Spoiler: I’m in the other lot.

That is, the ditherers and dreamers, who find even getting the washing done and deciding what to cook for dinner a bit too demanding. I zone out so much sometimes it’s hard to fathom how I’ve managed to get this far through my life in one piece.

I’ve made a sort of peace with this.

I’m just really, really bad at navigating life’s pointless daily tasks. I was awake in the middle of the night the other night and feeling clenched with a primitive dread and then I realised I was stressing because I had some overdue library books. And at this time of year with Christmas and all that stupid pressure to try to make your life like the movie Love Actually, it’s even worse than usual.

Christmas is a really hard time for people who have what is known as “a fragile process.” Those of us with a fragile style of processing tend to experience core issues at very high or low levels of intensity.
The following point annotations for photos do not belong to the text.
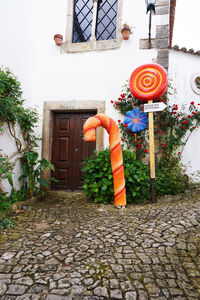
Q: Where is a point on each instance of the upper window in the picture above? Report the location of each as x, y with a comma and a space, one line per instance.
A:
93, 25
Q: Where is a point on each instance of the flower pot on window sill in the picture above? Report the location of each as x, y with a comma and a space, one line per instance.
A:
125, 31
125, 34
58, 39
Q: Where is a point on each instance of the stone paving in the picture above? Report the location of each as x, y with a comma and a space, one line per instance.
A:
66, 247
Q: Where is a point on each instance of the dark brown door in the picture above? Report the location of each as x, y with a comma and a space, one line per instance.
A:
69, 149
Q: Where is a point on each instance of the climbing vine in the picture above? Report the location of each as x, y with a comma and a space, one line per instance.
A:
13, 113
21, 123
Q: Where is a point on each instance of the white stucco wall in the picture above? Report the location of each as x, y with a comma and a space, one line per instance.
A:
27, 47
181, 68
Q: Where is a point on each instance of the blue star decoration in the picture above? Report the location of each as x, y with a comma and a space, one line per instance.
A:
136, 120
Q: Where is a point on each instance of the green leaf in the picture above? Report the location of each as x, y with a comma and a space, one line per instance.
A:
43, 182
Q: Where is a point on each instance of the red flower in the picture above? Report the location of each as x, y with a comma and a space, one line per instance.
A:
175, 107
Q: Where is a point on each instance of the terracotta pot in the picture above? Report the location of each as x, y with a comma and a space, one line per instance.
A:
125, 34
58, 39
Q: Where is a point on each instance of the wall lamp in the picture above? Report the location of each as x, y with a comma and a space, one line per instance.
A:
151, 4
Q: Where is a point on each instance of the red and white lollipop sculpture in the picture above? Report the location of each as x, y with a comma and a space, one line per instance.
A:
148, 83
We tend to have difficulty starting and stopping experiences that are personally significant or emotionally connected (Hint: family gatherings are both.) We either connect too strongly or are not able to connect, and can be easily overwhelmed.

See, living in the real world is hard. If you’re like me, you need help. Here are some of my top tips. (Other than watching Love Actually again and realising it is Batshit Crazy, Actually.)

One

May I share the best five words of advice ever. ‘One. Thing. At. A. Time.’ That’s it. When you feel overwhelmed just do one thing at a time. Everything just gets easier every time you tell yourself that.

Two

Before you do anything else, take responsibility for your own comfort. Attend to that first. Audit your body state, your posture, your breath. You need to feel safe before you can do anything. Maybe we all still desire to be looked after like a baby. Do you need some good food? Do you need a warm jersey? Create a quiet, warm and welcoming place to return to.

Three

Just notice. A little bit of repair happens just in you noticing what is happening in the here and now. “What happened there?”

Try to do it with compassionate curiosity. And whatever you notice, cut yourself some slack. Be slightly biased to letting yourself off the hook when given a choice. I found this written in my journal: “You can have a smaller party.”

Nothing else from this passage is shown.